Dark Matter in the Standard Model Extension with Singlet Quark

TL;DR

This paper explores the potential of singlet quark-based hadron states as Dark Matter candidates within the Standard Model extension, analyzing their stability, interactions, and compatibility with existing experimental constraints.

Contribution

It introduces a model where stable singlet quarks form Dark Matter particles, providing mass, interaction, and stability estimates consistent with precision electroweak data.

Findings

Stable singlet quarks can produce effects compatible with electroweak constraints.

Neutral pseudoscalar states are viable Dark Matter candidates.

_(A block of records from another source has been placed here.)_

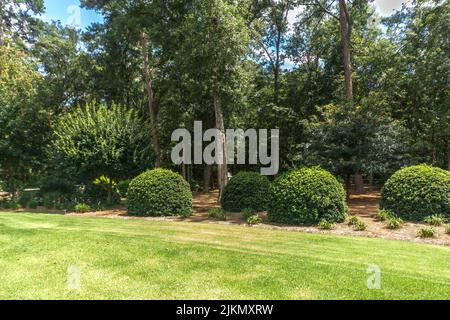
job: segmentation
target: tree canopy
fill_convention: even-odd
[[[175,165],[171,133],[280,130],[281,171],[321,165],[384,181],[450,169],[450,3],[380,17],[365,0],[84,0],[85,30],[42,0],[0,4],[0,180],[178,170],[204,189],[258,165]],[[226,159],[226,155],[224,155]],[[214,178],[215,177],[215,178]]]

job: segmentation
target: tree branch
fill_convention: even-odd
[[[326,13],[328,13],[330,16],[332,16],[333,18],[335,18],[336,20],[339,20],[339,17],[337,15],[335,15],[333,12],[330,11],[330,7],[331,5],[334,3],[334,1],[328,6],[325,7],[320,0],[315,0],[316,5],[318,5],[323,11],[325,11]]]

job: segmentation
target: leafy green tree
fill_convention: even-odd
[[[450,170],[450,3],[416,1],[387,21],[398,45],[397,101],[423,160]]]
[[[257,1],[253,22],[257,35],[256,49],[263,65],[267,66],[273,75],[273,102],[278,104],[280,95],[280,78],[285,62],[287,36],[289,31],[289,13],[296,7],[292,0]]]
[[[43,11],[44,0],[2,0],[0,2],[0,46],[3,46],[7,39],[32,40],[39,26],[39,20],[35,15]]]
[[[170,58],[171,38],[166,36],[166,32],[171,29],[172,9],[177,12],[179,4],[185,1],[99,1],[86,0],[83,5],[93,8],[103,13],[105,23],[102,26],[94,26],[90,31],[90,38],[95,39],[100,33],[97,43],[103,48],[101,55],[102,64],[106,66],[102,73],[106,85],[113,89],[120,90],[122,97],[127,97],[123,102],[129,105],[130,99],[135,99],[136,95],[130,97],[130,93],[137,91],[138,101],[146,96],[146,113],[151,121],[151,133],[155,152],[155,166],[162,166],[163,151],[161,147],[161,135],[159,134],[158,114],[160,111],[161,96],[164,92],[161,82],[166,79],[167,60]],[[181,8],[182,9],[182,8]],[[114,68],[113,73],[107,72]],[[116,70],[123,77],[117,77]],[[114,76],[111,76],[114,74]],[[135,90],[135,79],[142,79],[141,87]],[[102,78],[102,77],[100,77]],[[114,94],[115,101],[121,101],[122,97]],[[118,100],[119,99],[119,100]],[[113,100],[113,101],[114,101]]]
[[[63,114],[52,144],[56,159],[92,181],[109,181],[111,203],[114,181],[128,179],[152,166],[148,124],[135,110],[120,105],[91,103]]]
[[[55,114],[102,98],[94,84],[99,66],[89,53],[79,49],[80,41],[79,31],[56,22],[45,23],[32,47],[45,78],[40,99]]]
[[[344,178],[347,197],[354,174],[386,174],[404,161],[402,127],[371,106],[350,103],[321,108],[310,128],[307,162],[320,164]]]
[[[212,101],[215,126],[221,132],[225,132],[225,113],[240,81],[242,61],[249,53],[249,5],[250,1],[192,1],[179,29],[184,41],[177,61],[190,79],[196,79],[197,86],[205,88]],[[221,140],[224,146],[225,138]],[[218,165],[221,190],[228,180],[226,158],[223,152],[223,164]]]
[[[45,161],[50,118],[38,103],[42,75],[26,53],[0,47],[0,173],[15,195],[16,180],[25,180]]]

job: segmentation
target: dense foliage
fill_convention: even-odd
[[[127,209],[135,216],[189,216],[192,193],[189,183],[170,170],[149,170],[131,181]]]
[[[401,169],[384,185],[381,207],[409,221],[450,217],[450,172],[429,165]]]
[[[346,218],[344,188],[321,168],[288,172],[273,182],[270,191],[268,218],[272,222],[303,225]]]
[[[116,180],[151,166],[150,128],[136,111],[120,105],[90,104],[64,114],[52,147],[60,165],[75,167],[90,180],[103,176],[108,183],[97,184],[110,192]]]
[[[233,176],[222,192],[222,208],[230,212],[244,209],[265,211],[270,181],[257,172],[239,172]]]
[[[0,46],[0,172],[13,194],[44,162],[50,114],[38,100],[41,85],[25,52]]]
[[[80,2],[102,22],[72,28],[41,20],[43,0],[1,1],[0,186],[12,198],[42,176],[114,203],[120,181],[150,167],[195,191],[260,169],[172,164],[172,132],[200,120],[279,128],[280,173],[320,165],[347,190],[406,165],[450,169],[449,1],[383,16],[361,0]],[[92,186],[102,176],[106,194]]]

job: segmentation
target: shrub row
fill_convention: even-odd
[[[128,188],[131,215],[188,216],[192,213],[192,183],[169,170],[149,170]],[[241,172],[225,187],[221,197],[224,212],[268,211],[271,222],[332,225],[347,217],[345,190],[328,171],[301,168],[278,177],[272,184],[255,172]],[[428,165],[404,168],[382,190],[380,220],[420,220],[430,215],[450,216],[450,173]],[[251,214],[248,215],[252,216]],[[248,218],[248,217],[247,217]],[[395,221],[394,221],[395,220]]]

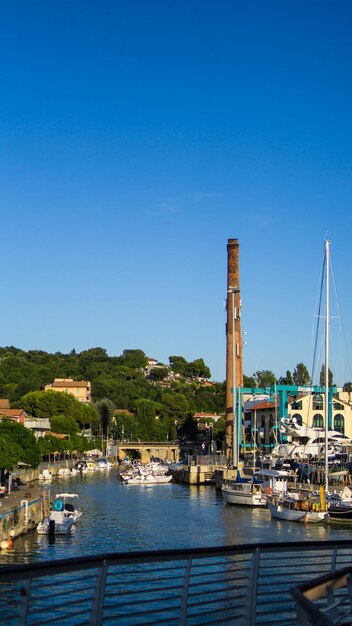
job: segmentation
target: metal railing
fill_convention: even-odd
[[[299,626],[352,624],[352,567],[291,589]]]
[[[297,623],[292,587],[351,563],[352,542],[109,553],[0,568],[3,626]]]

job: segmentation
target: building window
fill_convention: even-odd
[[[295,400],[291,403],[291,409],[294,411],[302,411],[302,400]]]
[[[345,434],[345,419],[344,416],[338,413],[334,417],[334,428],[338,430],[339,433]]]
[[[295,419],[297,424],[299,424],[300,426],[302,426],[302,415],[300,415],[299,413],[294,413],[292,415],[292,419]]]
[[[320,413],[313,417],[313,428],[324,428],[324,418]]]
[[[323,396],[315,393],[313,396],[313,411],[322,411],[324,408]]]
[[[340,402],[334,402],[333,408],[334,411],[343,411],[345,407],[343,406],[343,404],[340,404]]]

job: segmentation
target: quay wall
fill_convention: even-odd
[[[38,480],[43,469],[49,469],[56,476],[60,468],[72,465],[70,461],[42,463],[37,469],[16,468],[11,473],[13,478],[20,479],[20,487],[0,499],[0,543],[33,530],[48,515],[50,483]]]
[[[172,476],[175,482],[186,485],[216,484],[215,475],[219,471],[218,465],[182,465],[172,470]]]
[[[12,496],[11,502],[5,499],[0,504],[0,542],[3,542],[36,528],[49,512],[50,491],[48,488],[41,492],[21,489]]]

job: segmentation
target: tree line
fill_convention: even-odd
[[[221,445],[225,431],[225,382],[204,384],[211,374],[201,358],[188,362],[173,355],[167,365],[158,363],[150,369],[147,364],[147,356],[139,349],[126,349],[119,356],[109,356],[100,347],[80,353],[72,350],[69,354],[0,348],[0,397],[8,398],[12,408],[23,408],[30,416],[50,418],[53,434],[35,442],[32,447],[37,449],[37,446],[38,453],[30,464],[53,452],[86,451],[91,445],[82,432],[87,431],[98,441],[107,436],[145,441],[174,440],[181,436],[193,439],[197,434],[193,416],[199,412],[223,416],[214,426]],[[82,404],[70,394],[43,391],[44,385],[54,378],[89,380],[92,404]],[[324,381],[322,368],[322,386]],[[332,381],[329,371],[329,384]],[[298,363],[292,374],[287,371],[286,376],[278,379],[270,370],[244,376],[245,387],[274,384],[304,386],[310,385],[311,380],[303,363]],[[346,390],[350,386],[351,383],[346,383]],[[4,428],[5,423],[3,420],[0,426]],[[7,424],[6,433],[0,429],[0,467],[8,468],[14,459],[27,462],[22,443],[18,445],[16,437],[13,454],[8,453],[10,434],[18,432],[11,428]],[[55,436],[58,434],[65,438]]]

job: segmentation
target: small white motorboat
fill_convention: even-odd
[[[111,469],[112,463],[105,457],[95,461],[96,469]]]
[[[58,493],[55,496],[53,509],[37,525],[39,535],[68,535],[82,515],[73,501],[78,499],[76,493]]]

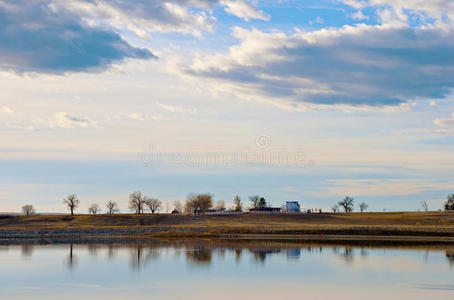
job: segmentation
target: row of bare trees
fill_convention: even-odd
[[[74,211],[79,207],[80,200],[75,195],[69,195],[63,199],[63,203],[68,207],[71,215],[74,215]],[[162,207],[162,202],[159,199],[151,198],[142,194],[142,192],[133,192],[129,195],[129,209],[137,214],[144,213],[145,210],[149,210],[152,213],[159,211]],[[115,201],[108,201],[106,203],[107,214],[115,214],[120,212],[118,204]],[[96,215],[101,213],[99,204],[94,203],[88,208],[88,213]]]
[[[337,204],[335,204],[331,210],[333,212],[339,212],[340,208],[343,208],[345,212],[352,212],[353,211],[353,203],[354,199],[352,197],[345,197],[342,201],[339,201]],[[421,207],[424,211],[429,211],[429,204],[427,203],[426,200],[421,201]],[[361,202],[359,204],[359,210],[361,212],[364,212],[367,208],[369,208],[369,205],[366,202]],[[454,210],[454,194],[448,195],[446,202],[443,205],[443,208],[445,210]]]
[[[74,211],[79,207],[80,200],[75,194],[72,194],[63,199],[63,203],[68,207],[69,211],[71,212],[71,215],[74,215]],[[118,204],[114,201],[108,201],[106,203],[106,208],[108,214],[120,212],[120,210],[118,209]],[[100,212],[101,208],[97,203],[92,204],[88,208],[88,213],[90,214],[96,215],[99,214]]]
[[[269,205],[265,198],[259,195],[253,195],[249,197],[249,201],[251,202],[252,208],[261,208],[266,207]],[[239,196],[235,196],[234,206],[231,208],[234,211],[242,211],[243,204],[241,202],[241,198]],[[79,207],[80,200],[75,195],[69,195],[65,199],[63,199],[63,203],[68,207],[71,212],[71,215],[74,215],[74,211]],[[186,199],[185,205],[183,205],[179,201],[174,202],[174,212],[181,213],[191,213],[194,215],[200,215],[205,213],[208,209],[215,207],[216,210],[225,210],[225,202],[218,201],[215,204],[213,203],[213,195],[210,193],[205,194],[189,194],[188,198]],[[359,205],[359,210],[364,212],[367,210],[369,205],[366,202],[361,202]],[[428,211],[428,204],[427,201],[422,201],[421,206],[424,211]],[[142,214],[145,211],[150,211],[151,213],[156,213],[160,211],[162,208],[162,202],[157,198],[148,197],[140,191],[133,192],[129,195],[129,209],[134,211],[137,214]],[[340,209],[343,209],[345,212],[352,212],[354,208],[354,198],[352,197],[345,197],[342,201],[336,203],[331,210],[336,213],[339,212]],[[444,204],[445,210],[454,210],[454,194],[448,195],[447,200]],[[32,215],[35,214],[35,208],[33,205],[24,205],[22,206],[22,212],[25,215]],[[88,208],[88,212],[90,214],[99,214],[101,213],[101,208],[99,204],[94,203]],[[108,201],[106,203],[106,213],[107,214],[115,214],[120,212],[118,208],[118,204],[114,201]]]

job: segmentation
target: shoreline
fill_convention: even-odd
[[[454,242],[454,212],[0,217],[0,239],[235,238]]]
[[[389,242],[416,244],[452,244],[454,236],[440,235],[365,235],[365,234],[276,234],[276,233],[204,233],[204,232],[160,232],[160,233],[37,233],[22,232],[5,234],[0,232],[0,241],[26,240],[153,240],[153,239],[213,239],[236,241],[294,241],[294,242]]]
[[[218,236],[60,236],[39,238],[0,238],[0,246],[25,245],[279,245],[285,248],[303,245],[346,246],[359,248],[454,249],[453,237],[345,236],[345,235],[218,235]]]

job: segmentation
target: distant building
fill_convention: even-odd
[[[285,211],[299,213],[301,212],[300,204],[298,203],[298,201],[287,201],[285,203]]]
[[[264,213],[279,213],[281,212],[280,207],[257,207],[251,208],[250,212],[264,212]]]
[[[212,208],[212,209],[207,209],[205,211],[206,215],[222,215],[225,213],[225,208],[217,209],[217,208]]]

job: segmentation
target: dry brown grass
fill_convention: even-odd
[[[116,214],[0,217],[1,230],[165,228],[178,235],[375,235],[454,237],[454,212],[253,214],[189,216]]]

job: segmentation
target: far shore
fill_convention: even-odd
[[[0,216],[0,239],[101,237],[454,243],[454,212]]]

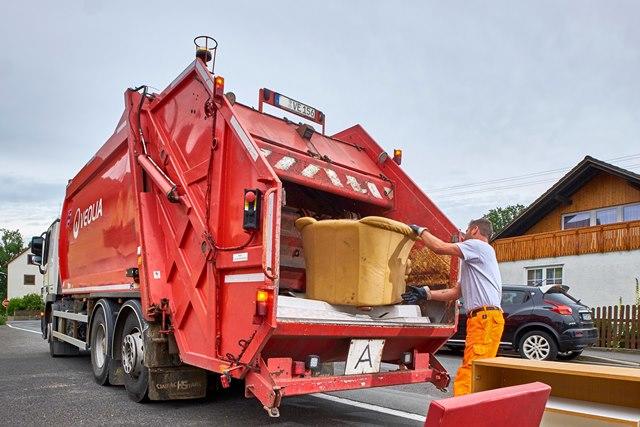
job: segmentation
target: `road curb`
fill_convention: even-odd
[[[580,356],[576,360],[580,362],[587,362],[587,363],[615,364],[615,365],[623,365],[625,367],[628,366],[631,368],[640,368],[640,363],[629,362],[628,360],[610,359],[608,357]]]

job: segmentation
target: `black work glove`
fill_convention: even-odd
[[[418,237],[420,237],[422,235],[422,233],[427,230],[426,227],[422,227],[422,226],[416,225],[416,224],[409,224],[409,228],[411,230],[413,230],[413,232],[416,233],[416,236],[418,236]]]
[[[409,290],[402,294],[402,299],[405,304],[417,304],[418,300],[431,299],[431,291],[428,287],[418,287],[413,285],[407,285]]]

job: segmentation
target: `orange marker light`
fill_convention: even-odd
[[[402,150],[397,148],[393,150],[393,161],[398,165],[402,163]]]
[[[213,79],[213,95],[214,96],[224,95],[224,77],[216,76]]]
[[[257,302],[266,302],[268,298],[269,298],[269,293],[267,291],[259,290],[256,293],[256,301]]]
[[[256,318],[261,319],[267,315],[267,300],[269,293],[267,291],[258,290],[256,292]]]

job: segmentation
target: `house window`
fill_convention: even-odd
[[[25,274],[24,275],[24,284],[26,286],[35,286],[35,284],[36,284],[36,276],[34,274]]]
[[[591,225],[591,214],[589,212],[578,212],[575,214],[565,215],[562,218],[562,228],[568,230],[569,228],[588,227]]]
[[[561,285],[562,266],[550,265],[544,267],[527,268],[527,285]]]
[[[546,268],[547,285],[562,285],[562,267]]]
[[[616,208],[601,209],[596,211],[596,225],[613,224],[618,222],[618,212]]]
[[[536,286],[542,282],[542,268],[527,269],[527,285]]]
[[[564,214],[562,215],[562,229],[569,230],[572,228],[638,220],[640,220],[640,203],[634,203]]]
[[[640,203],[636,205],[625,206],[622,210],[623,221],[640,220]]]

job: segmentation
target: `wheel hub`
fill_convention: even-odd
[[[529,359],[545,359],[549,356],[549,342],[539,335],[531,335],[523,344],[524,353]]]
[[[142,372],[144,362],[142,334],[132,331],[122,340],[122,367],[124,372],[137,377]]]
[[[107,336],[104,332],[104,325],[100,325],[96,331],[95,339],[95,362],[98,368],[104,366],[104,362],[107,359]]]

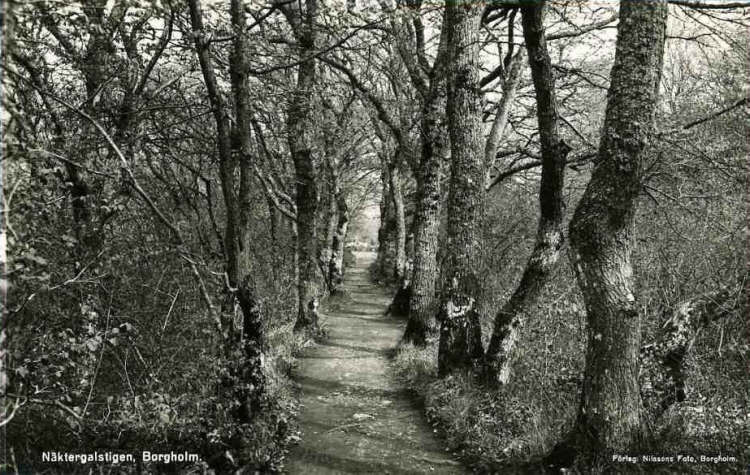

The paper estimates masses, lifetimes, and interaction behaviors of these particles.

Abstract

We analyze the possibility of hadron Dark Matter carriers consisting of singlet quark and the light standard one. It is shown that stable singlet quarks generate effects of new physics which do not contradict to restrictions from precision electroweak data. The neutral and charged pseudoscalar low-lying states are interpreted as the Dark Matter particle and its mass-degenerated partner. We evaluated their masses and lifetime of the charged component, and describe asymptotics of the potential of low-energy interactions of these particles with nucleons and with each other. Some peculiarities of Sommerfeld enhancement effect in the annihilation process are also discussed.